Notes from TechEd

Hope all the TechEd attendees have been enjoying themselves – I know I’ve been busy racing from one end of the conference center to the other. Turns out that the conference center is about 1.5 miles long and TechEd is spread throughout a mile of it. And it never fails, the next place I have to be is always the furthest point from where I am the moment before.
So far, I’ve been concentrating on sessions around Exchange 2010, so look for some Exchange and Outlook related posts as soon as I get a little bit more time to get everything I’ve been learning straight in my head.
This morning I’m starting out with a session on some technology that’s pretty critical to most systems administration – WSUS. I know it’s time for me to review and potentially adjust how we monitor and update computers in the office and I’m hoping this WSUS session will help move those tasks higher up on my project list.

Windows Update Hiccups Occasionally

Ran into an interesting Windows Update issue today. I have a freshly built Windows 2008 Server and have it set to automatically run Windows Update. The majority of the updates were installing with incident, but it kept reporting a problem installing two updates – KB967723 (TCP/IP vulnerability) and KB976098 (time zone update).

The error code was 80070490, which isn’t particularly helpful. Most mentions of it I’ve run across in the ‘net involve Vista users who seem to think they need to reinstall their OS. Also not helpful and hopefully not the same problem!

Windows Update was happily installing other updates after the failed attempts, so the problem was specific to those two updates. The event log reported 4374 Warning – “package is not applicable for this system.” Seems that for some reason the Windows Update service was calling the wrong version of the package, as both of those updates apply to all the current Windows operating systems. Downloading each package and manually installing them did the trick.

An Oldie But Goodie

Recently, I rolled out the Client Side Extensions for XP in order to support Group Policy Preferences. The change in the GPO to use preferences instead of scripts for mapping some drive letters was a non-event for the majority of our staff machines. But there were a few reports of the the mappings not taking place. A closer look at these machines proved that they had not recieved the update for the Client Side Extensions.

I’m running WSUS 3.0 SP1 in our office to update client machines. We have a lot of “spare” machine on the floor for use by visitors and consultants, often those machines are powered off for long periods of time. Because of this I don’t worry too much about machines that haven’t reported in to WSUS for 30+ days, unless they appear to be assigned to a regular user. When I checked WSUS for the status of the machines with the policy issue, they had not updated in a long period of time.

Those machines were throwing a “0x8024400e” error in the Windows Update log file. This error was documented a while back in the WSUS Product Team Blog. The fix to the problem is to “decline” (if not already declined) the Office 2003 Service Pack 1 update, un-decline (but not approve) it, and then decline again.

After that, the affected client machines will be able to get updates again. This worked for the all but one of the machines that I saw this problem with.

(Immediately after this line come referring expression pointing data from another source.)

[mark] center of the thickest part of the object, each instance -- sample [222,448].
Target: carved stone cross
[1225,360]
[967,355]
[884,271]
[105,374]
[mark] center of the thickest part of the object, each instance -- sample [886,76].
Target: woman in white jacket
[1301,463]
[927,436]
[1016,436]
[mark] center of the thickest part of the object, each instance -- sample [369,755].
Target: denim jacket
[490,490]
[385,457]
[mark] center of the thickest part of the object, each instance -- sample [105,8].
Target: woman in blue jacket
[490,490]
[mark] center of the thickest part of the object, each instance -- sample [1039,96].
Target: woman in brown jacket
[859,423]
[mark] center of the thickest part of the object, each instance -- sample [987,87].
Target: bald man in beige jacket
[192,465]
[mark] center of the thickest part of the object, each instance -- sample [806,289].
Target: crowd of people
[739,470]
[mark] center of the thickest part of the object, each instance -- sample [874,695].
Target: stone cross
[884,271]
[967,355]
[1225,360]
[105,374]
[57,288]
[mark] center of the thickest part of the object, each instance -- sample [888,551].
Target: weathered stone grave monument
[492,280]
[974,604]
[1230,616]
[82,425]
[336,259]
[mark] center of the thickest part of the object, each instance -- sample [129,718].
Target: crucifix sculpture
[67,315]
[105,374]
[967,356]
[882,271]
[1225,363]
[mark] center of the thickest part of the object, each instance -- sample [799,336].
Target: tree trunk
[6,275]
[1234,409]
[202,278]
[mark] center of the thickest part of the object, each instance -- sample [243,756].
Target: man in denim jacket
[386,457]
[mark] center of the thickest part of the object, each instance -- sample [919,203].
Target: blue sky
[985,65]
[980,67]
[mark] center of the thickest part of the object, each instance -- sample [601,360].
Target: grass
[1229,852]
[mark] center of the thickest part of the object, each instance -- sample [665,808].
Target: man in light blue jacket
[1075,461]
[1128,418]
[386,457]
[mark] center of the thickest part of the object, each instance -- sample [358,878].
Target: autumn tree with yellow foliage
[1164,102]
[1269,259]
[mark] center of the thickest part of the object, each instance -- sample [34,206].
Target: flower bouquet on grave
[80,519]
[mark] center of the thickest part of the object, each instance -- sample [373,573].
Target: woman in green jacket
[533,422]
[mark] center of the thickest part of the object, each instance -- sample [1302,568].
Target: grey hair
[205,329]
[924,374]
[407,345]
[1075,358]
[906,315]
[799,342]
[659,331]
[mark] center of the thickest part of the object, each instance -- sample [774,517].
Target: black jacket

The last box then threw a “80072ee2” error in the Windows Update logs.
This is related to general connectivity to the WSUS server. To solve this, I did a “hard reset” of the WSUS client by stopping the Automatic Update Service, deleting the contents of the C:\Windows\SoftwareDistribution folder and then restarting the Automatic Update service again.
Then I used the wuauclt.exe tool with the “/detectnow” switch to kick of an update immediately.

Sometime this week, I’ll have to go around at turn on all those spare computers, to make sure they all report in to WSUS and confirm that no other machines need special handling.